Desde meados de maio, em seguida à divulgação da reunião do presidente Temer com o empresário Joesley Batista, em circunstâncias nada republicanas, no Palácio do Jaburu, vivemos um período de descolamento entre a política e a economia.
Apesar do agravamento da crise política e de o presidente ter que gastar seus cartuchos políticos para defender seu mandato e, portanto, de o espaço para seguir com a tramitação da reforma da Previdência ter se estreitado, a economia prosseguiu em sua trajetória de recuperação. O câmbio e o risco-país se mantiveram contidos.
Dois fatores explicam a calma do mercado em meio ao crescimento insustentável da dívida pública.
Primeiro, uma surpresa desinflacionária na economia americana. A inflação roda hoje por lá a uma taxa um ponto percentual abaixo do que se previa para 2017 no fim do ano passado. A redução generalizada dos juros americanos, em razão da queda da inflação, nos deu tempo.
Segundo, uma forte surpresa desinflacionária no Brasil. Em agosto de 2016, eu esperava que o IPCA fecharia 2017 em 5,5%. Hoje, meu número é de 3,2%. Erro de 2,3 pontos percentuais. Uma parcela importante do erro deveu-se à desinflação de serviços maior do que se esperava.
A surpresa desinflacionária sugere que o BC poderá praticar juros por alguns trimestres inferiores ao que imaginávamos no final de 2016.
Essas duas surpresas positivas, que levam a menores juros, permitiram que o agravamento da crise política em meados de maio não contaminasse os mercados.
Aparentemente a janela representada por esse descolamento entre a política e a economia está se fechando.
Por um lado, a economia americana tem crescido mais do que se imaginava. Crescimento acima de 3% ao ano nos segundo e terceiro trimestres e o acompanhamento da atividade no quarto trimestre indicam nova expansão acima de 3%. Será a primeira vez, desde a crise de setembro de 2008, que a economia dos Estados Unidos cresce nesse ritmo por tantos trimestres. Estamos nos aproximando do momento em que os juros internacionais caminharão para o terreno positivo, mesmo que baixos.
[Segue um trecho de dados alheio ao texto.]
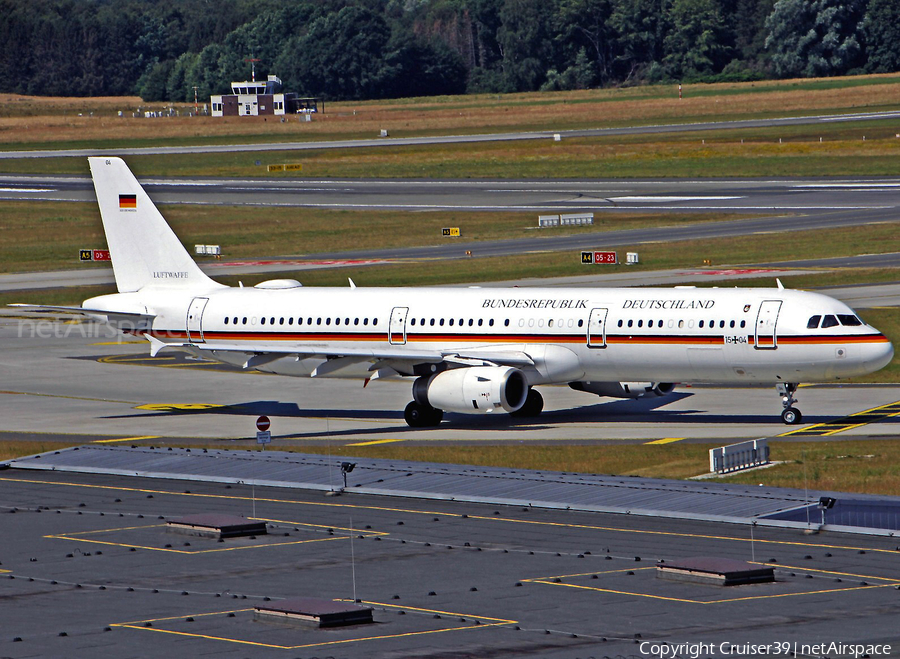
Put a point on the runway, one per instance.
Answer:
(754, 195)
(461, 139)
(89, 569)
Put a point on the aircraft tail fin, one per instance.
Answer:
(143, 248)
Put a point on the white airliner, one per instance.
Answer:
(475, 350)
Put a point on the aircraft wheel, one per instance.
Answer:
(791, 416)
(422, 416)
(534, 405)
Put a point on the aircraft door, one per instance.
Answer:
(195, 318)
(597, 328)
(397, 329)
(766, 320)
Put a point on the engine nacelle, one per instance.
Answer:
(625, 389)
(473, 390)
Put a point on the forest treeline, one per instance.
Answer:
(162, 49)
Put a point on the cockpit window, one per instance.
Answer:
(849, 320)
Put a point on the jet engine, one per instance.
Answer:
(625, 389)
(473, 390)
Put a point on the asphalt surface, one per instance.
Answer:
(462, 139)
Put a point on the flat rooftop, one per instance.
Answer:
(88, 569)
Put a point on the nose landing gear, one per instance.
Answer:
(790, 415)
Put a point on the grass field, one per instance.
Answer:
(27, 122)
(266, 232)
(867, 466)
(47, 236)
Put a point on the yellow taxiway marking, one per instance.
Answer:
(849, 422)
(348, 506)
(119, 343)
(124, 439)
(179, 407)
(664, 440)
(552, 581)
(377, 441)
(485, 621)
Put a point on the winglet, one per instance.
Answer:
(156, 346)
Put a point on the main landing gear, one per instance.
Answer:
(790, 415)
(422, 416)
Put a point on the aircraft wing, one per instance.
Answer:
(261, 352)
(133, 319)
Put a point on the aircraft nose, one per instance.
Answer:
(880, 354)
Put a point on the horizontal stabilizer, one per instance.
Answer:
(137, 320)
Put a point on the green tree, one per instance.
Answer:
(881, 27)
(341, 56)
(815, 37)
(697, 44)
(524, 39)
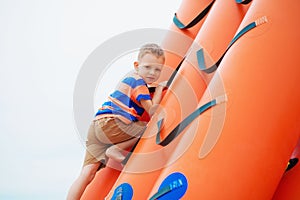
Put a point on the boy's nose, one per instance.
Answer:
(152, 71)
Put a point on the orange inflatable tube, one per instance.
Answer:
(289, 186)
(181, 99)
(247, 122)
(106, 178)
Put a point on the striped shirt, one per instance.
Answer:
(124, 102)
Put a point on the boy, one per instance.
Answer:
(116, 124)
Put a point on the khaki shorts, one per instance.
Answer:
(105, 132)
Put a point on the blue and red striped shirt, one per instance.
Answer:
(124, 102)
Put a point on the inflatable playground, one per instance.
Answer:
(228, 125)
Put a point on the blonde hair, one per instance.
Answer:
(153, 49)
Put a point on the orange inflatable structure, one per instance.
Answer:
(229, 121)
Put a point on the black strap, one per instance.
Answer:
(182, 125)
(200, 52)
(167, 189)
(197, 19)
(174, 73)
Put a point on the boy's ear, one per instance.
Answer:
(136, 65)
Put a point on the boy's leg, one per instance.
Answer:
(87, 174)
(114, 152)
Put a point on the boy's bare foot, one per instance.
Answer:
(114, 153)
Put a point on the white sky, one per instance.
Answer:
(43, 44)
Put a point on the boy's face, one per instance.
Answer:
(149, 67)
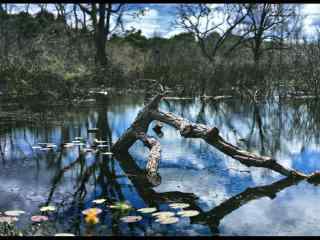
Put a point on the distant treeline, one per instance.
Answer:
(43, 55)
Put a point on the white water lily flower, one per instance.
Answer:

Por outro lado, as medidas de inflação no Brasil sugerem que o processo de desinflação pode estar se aproximando de seu final e que, daqui para a frente, os juros irão, não se sabe quando, iniciar um ciclo de subida (após o BC terminar o atual ciclo de queda com mais um ou dois cortes na taxa de juros).
É nesse contexto que uma frustração com a reforma da Previdência pode acelerar um processo que esteve adormecido desde maio. A dívida pública nesse período continuou sua elevação. No próximo ano e nos subsequentes a alta persistirá.
O problema é que, quando for o momento de iniciar um novo ciclo de subida da taxa de juros, o endividamento estará muito elevado. Se não tivermos aprovado um conjunto de reformas –a previdenciária é de longe a mais importante–, estaremos na situação conhecida por dominância fiscal. Não haverá opção à política monetária além de aceitar inflação. Retomaremos nossa caminhada em direção aos anos 1980.
Trata-se de uma situação dramática. Quando olhamos os diversos atores, todos têm suas razões. É perfeitamente compreensível que os políticos, às vésperas de um processo eleitoral, não desejem tratar de pauta tão espinhosa. Os interesses individuais dos deputados podem nos jogar no abismo inflacionário.